Data Spoofing

Exploiting contextual anomalies to detect perception attacks on cyber-physical systems

Zhongyuan Hau

Abstract

Perception is a key component in Cyber-Physical Systems (CPS) where information is collected by sensors and processed for decision-making. Perception attacks have been crafted specifically to subvert the CPS decision-making process. CPS are used in many safety-critical applications and perception attacks could lead to catastrophic consequences. Hence, there is a need to study how effective detection systems can be designed to detect such attacks. Designing detection systems for perception attacks in CPS is difficult as each CPS is domain-specific and existing detection systems for one CPS in one domain cannot be easily transferred to another. Current proposed detection systems are implemented to mitigate specific attacks and most offer only high-level insights on how the detection is performed. A systematic approach to designing detection for perception attacks that is generally applicable for CPS is needed. We propose a threat-modelling based methodology to design perception attack detection systems for CPS. An information model of the CPS, together with a threat model are used to determine how information correlations, defined as invariants, can be exploited as context for detecting anomalies. The proposed methodology was first applied to design perception attack detection Autonomous Driving, where we tackle the problem of attacks on LiDAR-based perception to spoof and hide objects. A novel specified physical invariant, the 3D shadow, was identified and shown that it is a robust verifier of genuine objects and was used to detect spoofed and hidden objects. Another learnt physical invariant of an object, where its motion needs to be temporally consistent, was shown to be effective in detecting object spoofing. Secondly, we apply the methodology to design the detection of false data injection in low-density sensor networks. We show that the use of learnt correlations across sensor measurements is effective even in a constrained setting with few sensors and heterogeneous data.

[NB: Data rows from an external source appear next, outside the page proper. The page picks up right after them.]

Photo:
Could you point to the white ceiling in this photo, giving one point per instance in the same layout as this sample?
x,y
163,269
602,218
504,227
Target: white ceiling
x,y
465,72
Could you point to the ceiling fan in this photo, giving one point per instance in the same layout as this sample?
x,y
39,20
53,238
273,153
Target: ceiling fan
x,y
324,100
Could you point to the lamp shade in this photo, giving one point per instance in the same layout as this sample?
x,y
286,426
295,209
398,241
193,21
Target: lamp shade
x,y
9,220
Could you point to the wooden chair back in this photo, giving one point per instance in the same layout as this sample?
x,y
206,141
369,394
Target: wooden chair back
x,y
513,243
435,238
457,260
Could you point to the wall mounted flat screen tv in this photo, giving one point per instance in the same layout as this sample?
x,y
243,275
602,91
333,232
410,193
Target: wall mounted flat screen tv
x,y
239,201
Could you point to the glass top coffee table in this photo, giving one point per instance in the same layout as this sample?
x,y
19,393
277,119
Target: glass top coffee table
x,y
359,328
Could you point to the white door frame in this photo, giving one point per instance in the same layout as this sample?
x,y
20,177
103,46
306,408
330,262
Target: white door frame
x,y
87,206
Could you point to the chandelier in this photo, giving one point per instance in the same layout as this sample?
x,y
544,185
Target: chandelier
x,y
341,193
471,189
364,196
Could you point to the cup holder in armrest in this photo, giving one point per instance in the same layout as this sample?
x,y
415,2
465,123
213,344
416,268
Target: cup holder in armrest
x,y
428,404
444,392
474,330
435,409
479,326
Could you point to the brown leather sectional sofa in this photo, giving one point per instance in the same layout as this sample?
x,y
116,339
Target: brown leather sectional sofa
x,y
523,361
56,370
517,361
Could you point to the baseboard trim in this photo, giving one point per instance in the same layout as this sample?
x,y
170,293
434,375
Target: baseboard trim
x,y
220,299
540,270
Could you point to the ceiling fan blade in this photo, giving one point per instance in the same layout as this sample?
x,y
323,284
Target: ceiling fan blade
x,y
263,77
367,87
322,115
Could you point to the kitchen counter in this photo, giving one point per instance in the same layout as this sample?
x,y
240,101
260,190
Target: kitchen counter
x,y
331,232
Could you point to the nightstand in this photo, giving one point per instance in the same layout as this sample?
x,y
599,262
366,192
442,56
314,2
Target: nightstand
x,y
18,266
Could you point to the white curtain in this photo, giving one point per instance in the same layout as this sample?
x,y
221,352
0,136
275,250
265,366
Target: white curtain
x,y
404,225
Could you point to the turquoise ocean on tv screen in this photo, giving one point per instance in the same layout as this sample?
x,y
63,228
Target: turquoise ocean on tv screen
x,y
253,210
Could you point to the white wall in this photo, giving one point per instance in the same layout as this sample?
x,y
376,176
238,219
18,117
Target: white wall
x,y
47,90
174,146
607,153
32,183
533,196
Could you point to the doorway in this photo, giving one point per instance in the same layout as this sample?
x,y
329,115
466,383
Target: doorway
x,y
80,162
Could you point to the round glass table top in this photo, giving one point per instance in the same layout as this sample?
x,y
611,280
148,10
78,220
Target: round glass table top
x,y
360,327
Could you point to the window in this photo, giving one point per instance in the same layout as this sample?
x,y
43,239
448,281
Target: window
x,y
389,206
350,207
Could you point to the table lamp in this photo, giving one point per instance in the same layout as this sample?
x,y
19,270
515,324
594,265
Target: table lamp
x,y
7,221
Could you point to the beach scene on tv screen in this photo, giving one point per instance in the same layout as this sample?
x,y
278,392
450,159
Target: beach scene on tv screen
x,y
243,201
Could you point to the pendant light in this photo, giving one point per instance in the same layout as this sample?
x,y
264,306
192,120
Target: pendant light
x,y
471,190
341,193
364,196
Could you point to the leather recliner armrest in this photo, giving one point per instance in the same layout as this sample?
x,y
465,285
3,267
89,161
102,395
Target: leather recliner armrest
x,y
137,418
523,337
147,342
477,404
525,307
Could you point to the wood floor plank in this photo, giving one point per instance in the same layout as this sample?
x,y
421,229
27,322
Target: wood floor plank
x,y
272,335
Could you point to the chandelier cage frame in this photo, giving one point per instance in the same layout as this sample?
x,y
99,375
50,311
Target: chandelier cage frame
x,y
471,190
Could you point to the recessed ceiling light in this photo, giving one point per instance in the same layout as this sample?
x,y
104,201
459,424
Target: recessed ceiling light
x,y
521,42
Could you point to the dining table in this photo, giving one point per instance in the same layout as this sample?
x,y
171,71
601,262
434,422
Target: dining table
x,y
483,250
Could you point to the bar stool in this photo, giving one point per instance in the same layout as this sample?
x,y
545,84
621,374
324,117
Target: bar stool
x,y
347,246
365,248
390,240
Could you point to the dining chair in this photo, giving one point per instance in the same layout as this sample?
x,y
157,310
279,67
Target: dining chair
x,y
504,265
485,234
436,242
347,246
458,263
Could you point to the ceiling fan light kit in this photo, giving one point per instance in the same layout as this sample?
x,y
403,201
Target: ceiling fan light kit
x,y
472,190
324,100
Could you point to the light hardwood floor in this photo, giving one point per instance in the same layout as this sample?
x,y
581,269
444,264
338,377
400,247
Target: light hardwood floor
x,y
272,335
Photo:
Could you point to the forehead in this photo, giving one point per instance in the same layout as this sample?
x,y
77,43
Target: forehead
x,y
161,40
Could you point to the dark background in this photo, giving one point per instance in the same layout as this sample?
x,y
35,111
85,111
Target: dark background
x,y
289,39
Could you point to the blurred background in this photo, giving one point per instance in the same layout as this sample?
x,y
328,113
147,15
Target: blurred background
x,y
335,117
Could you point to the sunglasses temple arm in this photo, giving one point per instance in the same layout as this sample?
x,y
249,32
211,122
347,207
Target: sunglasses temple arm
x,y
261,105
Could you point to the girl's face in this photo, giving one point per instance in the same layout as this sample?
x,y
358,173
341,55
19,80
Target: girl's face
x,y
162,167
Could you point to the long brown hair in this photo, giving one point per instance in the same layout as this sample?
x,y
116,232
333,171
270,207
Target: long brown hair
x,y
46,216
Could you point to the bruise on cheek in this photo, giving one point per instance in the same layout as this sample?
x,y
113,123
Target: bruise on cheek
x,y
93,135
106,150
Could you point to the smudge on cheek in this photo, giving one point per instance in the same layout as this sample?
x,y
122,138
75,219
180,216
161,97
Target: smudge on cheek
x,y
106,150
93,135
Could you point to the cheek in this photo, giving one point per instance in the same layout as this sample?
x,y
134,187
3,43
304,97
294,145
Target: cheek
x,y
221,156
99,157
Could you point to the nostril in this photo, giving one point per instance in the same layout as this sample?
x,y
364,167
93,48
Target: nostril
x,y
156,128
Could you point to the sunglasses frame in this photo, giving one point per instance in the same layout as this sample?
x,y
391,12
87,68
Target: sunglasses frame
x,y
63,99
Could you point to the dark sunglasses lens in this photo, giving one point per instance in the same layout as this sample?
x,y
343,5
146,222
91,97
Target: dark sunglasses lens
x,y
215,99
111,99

Ensuring the resilience of wireless sensor networks to malicious data injections through measurements inspection

Vittorio Illiano

Malicious data injections pose a severe threat to the systems based on Wireless Sensor Networks (WSNs) since they give the attacker control over the measurements, and on the system’s status and response in turn. Malicious measurements are particularly threatening when used to spoof or mask events of interest, thus eliciting or preventing desirable responses. Spoofing and masking attacks are particularly difficult to detect since they depict plausible behaviours, especially if multiple sensors have been compromised and collude to inject a coherent set of malicious measurements. Previous work has tackled the problem through measurements inspection, which analyses the inter-measurements correlations induced by the physical phenomena. However, these techniques consider simplistic attacks and are not robust to collusion. Moreover, they assume highly predictable patterns in the measurements distribution, which are invalidated by the unpredictability of events. We design a set of techniques that effectively detect malicious data injections in the presence of sophisticated collusion strategies, when one or more events manifest. Moreover, we build a methodology to characterise the likely compromised sensors. We also design diagnosis criteria that allow us to distinguish anomalies arising from malicious interference and faults. In contrast with previous work, we test the robustness of our methodology with automated and sophisticated attacks, where the attacker aims to evade detection. We conclude that our approach outperforms state-of-the-art approaches. Moreover, we estimate quantitatively the WSN degree of resilience and provide a methodology to give a WSN owner an assured degree of resilience by automatically designing the WSN deployment. To deal also with the extreme scenario where the attacker has compromised most of the WSN, we propose a combination with software attestation techniques, which are more reliable when malicious data is originated by a compromised software, but also more expensive, and achieve an excellent trade-off between cost and resilience.